Dalam konteks Indonesia, korupsi bukan sesuatu yang baru. Jika memakai bahasa jurnalistik dalam melihat objek berita, korupsi bukan lagi peristiwa bukan juga kasus tapi sudah menjadi fenomena. Korupsi ada dimana-mana (omnipresence). Korupsi tumbuh dan berkembang dalam skala yang luas. Hampir di setiap sistem institusi dan birokrasi, tindakan a-moral ini dapat ditemukan baik dalam sistem politik, sosial, dan ekonomi.
Korupsi dan saudara kandungnya yang lain, kolusi dan nepotisme yang lebih dikenal dengan istilah KKN sudah mendarah daging dan menjadi banalitas yang dianggap biasa jika tidak ingin mengatakan KKN sudah menjadi tradisi dan budaya yang berurat-akar di negeri ini. Jadi, sangat wajar jika korupsi sulit dihilangkan. Korupsi seakan menjadi “karya kolektif” anak bangsa yang berlangsung secara sistematis mulai dari lapisan teratas sampai lapisan paling bawah. Siapa yang tidak kenal dengan istilah korupsi. Semua orang tahu korupsi ada dan terjadi dimana-mana dalam skala yang besar, tapi kita selalu kesulitan mencari bukti dan definisinya, kita seperti mencari jarum dalam tumpukan jerami.

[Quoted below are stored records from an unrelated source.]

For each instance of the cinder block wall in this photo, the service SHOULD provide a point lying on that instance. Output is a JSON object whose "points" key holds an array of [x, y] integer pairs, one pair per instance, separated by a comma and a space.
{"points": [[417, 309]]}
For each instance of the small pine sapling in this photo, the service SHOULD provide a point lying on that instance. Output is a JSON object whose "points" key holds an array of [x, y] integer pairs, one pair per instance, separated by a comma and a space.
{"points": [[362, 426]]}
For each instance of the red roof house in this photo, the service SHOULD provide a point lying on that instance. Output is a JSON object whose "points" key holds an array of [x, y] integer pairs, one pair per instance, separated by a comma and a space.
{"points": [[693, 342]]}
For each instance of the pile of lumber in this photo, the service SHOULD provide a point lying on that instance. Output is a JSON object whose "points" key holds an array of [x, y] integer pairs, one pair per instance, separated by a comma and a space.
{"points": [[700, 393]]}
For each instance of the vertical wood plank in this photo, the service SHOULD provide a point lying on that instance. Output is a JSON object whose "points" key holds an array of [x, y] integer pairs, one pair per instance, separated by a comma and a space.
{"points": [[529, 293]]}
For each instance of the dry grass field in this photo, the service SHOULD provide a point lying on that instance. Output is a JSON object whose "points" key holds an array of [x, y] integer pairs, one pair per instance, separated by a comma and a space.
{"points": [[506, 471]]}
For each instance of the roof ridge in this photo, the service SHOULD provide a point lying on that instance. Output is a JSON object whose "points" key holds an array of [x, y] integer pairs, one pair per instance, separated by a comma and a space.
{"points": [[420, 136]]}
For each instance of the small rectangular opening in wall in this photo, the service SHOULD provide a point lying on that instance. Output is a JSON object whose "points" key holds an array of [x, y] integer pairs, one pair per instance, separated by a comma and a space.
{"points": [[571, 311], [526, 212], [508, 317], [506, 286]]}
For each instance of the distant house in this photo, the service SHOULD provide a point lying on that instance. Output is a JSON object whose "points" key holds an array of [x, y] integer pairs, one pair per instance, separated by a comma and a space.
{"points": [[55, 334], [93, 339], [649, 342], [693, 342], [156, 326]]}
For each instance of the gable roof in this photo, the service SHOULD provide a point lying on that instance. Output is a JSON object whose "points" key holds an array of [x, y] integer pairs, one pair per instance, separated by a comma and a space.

Ketika orde baru di bawah komando Soeharto tumbang. Harapan akan lenyapnya korupsi dari bumi pertiwi sangat didamba-dambakan oleh setiap orang. Tapi yang terjadi malah sebaliknya. Korupsi semakin menggurita dan sulit dicari ujung pangkalnya. "Patah tumbuh hilang berganti, mati satu tumbuh seribu" mungkin inilah pepatah yang cocok untuk menggambarkan korupsi yang sudah menjadi budaya dan menjadi “warisan” turun temurun dari generasi ke generasi berikutnya. Perilaku korupsi sudah mengendap di lubuk kesadaran yang paling dalam. Korupsi sudah menguasai setiap dimensi kehidupan masyarakat di negeri ini. Layaknya sel kanker ganas karena akarnya yang sudah meluas, maka semakin dibabat semakin cepat penyebarannya.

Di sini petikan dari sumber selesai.